Occupying the site, which is leased from the Wheat Street Baptist church,which applies to the first glass bottle only, the Truly Living Well Center for Natural Urban Agriculture provides high-quality produce to members of its CSA (Community-Sponsored Agriculture network), as well as to restaurants and grocery stores.
"In the traditional sense, we're not a community garden, we're a garden in the community," founder Rashad Nuri said. "In a community garden, individuals would have these plots. But what we have are groups of people who are growing this food and offering it to the community... We literally have chefs dancing when they see this food." Many volunteers have contributed to this ongoing effort,Do not use cleaners with Coated Abrasives , steel wool or thinners. from church groups to AmeriCorps.

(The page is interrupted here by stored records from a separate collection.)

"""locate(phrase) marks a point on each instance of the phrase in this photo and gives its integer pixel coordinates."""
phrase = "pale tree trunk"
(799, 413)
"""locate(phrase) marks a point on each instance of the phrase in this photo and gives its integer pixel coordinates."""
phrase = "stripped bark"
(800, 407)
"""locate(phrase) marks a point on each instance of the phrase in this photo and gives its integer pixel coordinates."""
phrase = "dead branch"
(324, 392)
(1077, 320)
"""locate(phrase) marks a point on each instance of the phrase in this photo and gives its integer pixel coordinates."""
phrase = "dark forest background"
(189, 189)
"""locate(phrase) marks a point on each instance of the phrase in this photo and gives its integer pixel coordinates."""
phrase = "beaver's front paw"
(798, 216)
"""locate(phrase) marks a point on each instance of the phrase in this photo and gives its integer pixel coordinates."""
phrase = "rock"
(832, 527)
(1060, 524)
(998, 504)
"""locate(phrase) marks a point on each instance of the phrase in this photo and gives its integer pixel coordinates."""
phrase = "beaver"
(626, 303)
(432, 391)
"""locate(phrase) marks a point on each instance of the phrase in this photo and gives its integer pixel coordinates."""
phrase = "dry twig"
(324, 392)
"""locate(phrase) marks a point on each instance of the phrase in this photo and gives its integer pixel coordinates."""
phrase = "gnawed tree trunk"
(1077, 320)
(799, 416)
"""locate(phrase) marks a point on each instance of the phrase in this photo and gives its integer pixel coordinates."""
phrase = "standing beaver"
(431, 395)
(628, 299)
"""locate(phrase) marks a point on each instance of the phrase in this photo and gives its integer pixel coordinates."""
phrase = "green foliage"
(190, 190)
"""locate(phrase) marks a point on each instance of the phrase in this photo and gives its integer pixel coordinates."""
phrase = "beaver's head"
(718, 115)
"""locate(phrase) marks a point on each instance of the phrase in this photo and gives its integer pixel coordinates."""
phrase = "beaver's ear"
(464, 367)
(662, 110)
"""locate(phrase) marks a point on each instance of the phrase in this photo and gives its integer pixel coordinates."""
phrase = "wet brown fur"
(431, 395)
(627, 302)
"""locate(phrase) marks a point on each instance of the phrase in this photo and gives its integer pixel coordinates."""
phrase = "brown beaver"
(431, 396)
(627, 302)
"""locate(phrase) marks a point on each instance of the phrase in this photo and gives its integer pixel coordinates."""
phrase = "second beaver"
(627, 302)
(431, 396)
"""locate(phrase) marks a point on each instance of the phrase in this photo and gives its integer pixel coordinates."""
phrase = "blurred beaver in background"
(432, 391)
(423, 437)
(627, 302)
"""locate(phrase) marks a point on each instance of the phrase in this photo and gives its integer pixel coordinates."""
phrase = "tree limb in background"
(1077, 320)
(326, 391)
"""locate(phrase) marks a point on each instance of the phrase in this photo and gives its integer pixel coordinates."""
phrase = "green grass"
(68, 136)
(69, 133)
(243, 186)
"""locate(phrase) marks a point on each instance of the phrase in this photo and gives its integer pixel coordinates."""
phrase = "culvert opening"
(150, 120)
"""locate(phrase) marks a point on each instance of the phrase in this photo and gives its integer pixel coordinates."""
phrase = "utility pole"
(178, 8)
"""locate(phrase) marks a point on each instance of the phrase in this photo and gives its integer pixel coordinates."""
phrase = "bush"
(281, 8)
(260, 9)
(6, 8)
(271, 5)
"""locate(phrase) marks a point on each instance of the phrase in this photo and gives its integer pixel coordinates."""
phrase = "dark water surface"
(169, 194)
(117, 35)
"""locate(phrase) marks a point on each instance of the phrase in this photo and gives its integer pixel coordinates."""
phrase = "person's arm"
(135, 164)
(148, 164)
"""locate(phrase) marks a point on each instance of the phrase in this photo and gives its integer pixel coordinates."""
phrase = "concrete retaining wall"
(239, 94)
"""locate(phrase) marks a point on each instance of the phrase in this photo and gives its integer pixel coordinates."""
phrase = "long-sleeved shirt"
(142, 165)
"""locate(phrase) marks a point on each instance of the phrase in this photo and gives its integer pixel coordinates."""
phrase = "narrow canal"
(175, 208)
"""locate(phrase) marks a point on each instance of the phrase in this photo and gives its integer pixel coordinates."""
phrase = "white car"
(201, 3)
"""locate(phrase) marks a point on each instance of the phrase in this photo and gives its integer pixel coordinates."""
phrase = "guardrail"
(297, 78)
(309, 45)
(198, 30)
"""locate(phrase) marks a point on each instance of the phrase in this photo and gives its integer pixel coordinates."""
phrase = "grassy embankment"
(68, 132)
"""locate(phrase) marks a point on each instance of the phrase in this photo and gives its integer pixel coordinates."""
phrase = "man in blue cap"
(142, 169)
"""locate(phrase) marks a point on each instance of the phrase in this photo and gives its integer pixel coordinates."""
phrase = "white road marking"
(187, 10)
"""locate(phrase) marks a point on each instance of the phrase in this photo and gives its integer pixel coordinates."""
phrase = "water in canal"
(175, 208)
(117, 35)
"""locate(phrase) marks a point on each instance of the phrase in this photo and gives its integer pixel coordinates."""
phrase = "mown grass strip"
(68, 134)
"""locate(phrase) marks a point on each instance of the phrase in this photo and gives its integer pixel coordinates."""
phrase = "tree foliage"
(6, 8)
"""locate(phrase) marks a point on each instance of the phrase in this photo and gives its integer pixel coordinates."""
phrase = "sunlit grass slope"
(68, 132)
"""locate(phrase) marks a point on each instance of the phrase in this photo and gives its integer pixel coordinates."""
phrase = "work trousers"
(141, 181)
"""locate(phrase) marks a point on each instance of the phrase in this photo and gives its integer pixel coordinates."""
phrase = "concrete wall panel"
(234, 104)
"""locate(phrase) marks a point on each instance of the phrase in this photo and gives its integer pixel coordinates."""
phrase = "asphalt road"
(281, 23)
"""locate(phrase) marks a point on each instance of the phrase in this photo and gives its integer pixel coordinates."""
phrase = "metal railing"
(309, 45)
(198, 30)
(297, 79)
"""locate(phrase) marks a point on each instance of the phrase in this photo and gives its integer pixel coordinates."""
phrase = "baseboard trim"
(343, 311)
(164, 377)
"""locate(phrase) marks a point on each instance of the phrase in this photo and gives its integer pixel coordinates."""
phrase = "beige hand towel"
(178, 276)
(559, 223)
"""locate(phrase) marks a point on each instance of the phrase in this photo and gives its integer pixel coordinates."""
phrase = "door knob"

Wheat Street is the fourth site developed for gardening since Truly Living Well started out six years ago with a site in Riverdale. Nuri and garden manager Eugene Cooke began by collecting compost in buckets wherever they could find it and building compost piles. At Wheat Street today, large compost piles steam with the decay of 500 pounds of food waste collected daily from the Atlanta Farmer's Market. "I don't even try to grow food," says Nuri. "I build soil. God grows the food... It's very simple, just compost, compost, compost, and food will grow."
Vast concrete floors, the only remnant of what was once housing for hundreds of people, are now covered with 54 two-foot-high wooden frames built by volunteers. Each raised bed is equipped with an efficient drip irrigation system connected to city water. Every kind of vegetable you can name grows from rich dark topsoil made from compost right on site.The additions focus on key tag and plastic card combinations, Between the frames,100 Cable Ties was used to link the lamps together. a variety of fruit trees and berry bushes complement the vegetables. A greenhouse on the premises helps get the young plants started.
But more grows here than produce: it's a full-scale school for urban gardeners, with classes in every phase of food-growing, even a summer camp for kids. "They can learn how to do the beds and the irrigation," says Cooke.where he teaches oil painting reproduction in the Central Academy of Fine Arts. "They can learn how to grow in the ground, they can learn how to set fruit orchards up, they can learn sprouting techniques in the greenhouse. They can buy compost, they can buy mulch, they can buy plants, they can buy earthworms, they can buy seeds."
"And through that process," Nuri adds, "all of that culminates in community-building, community development. Economic development. Providing jobs. Transforming people, transforming the society, transforming the land, the soil."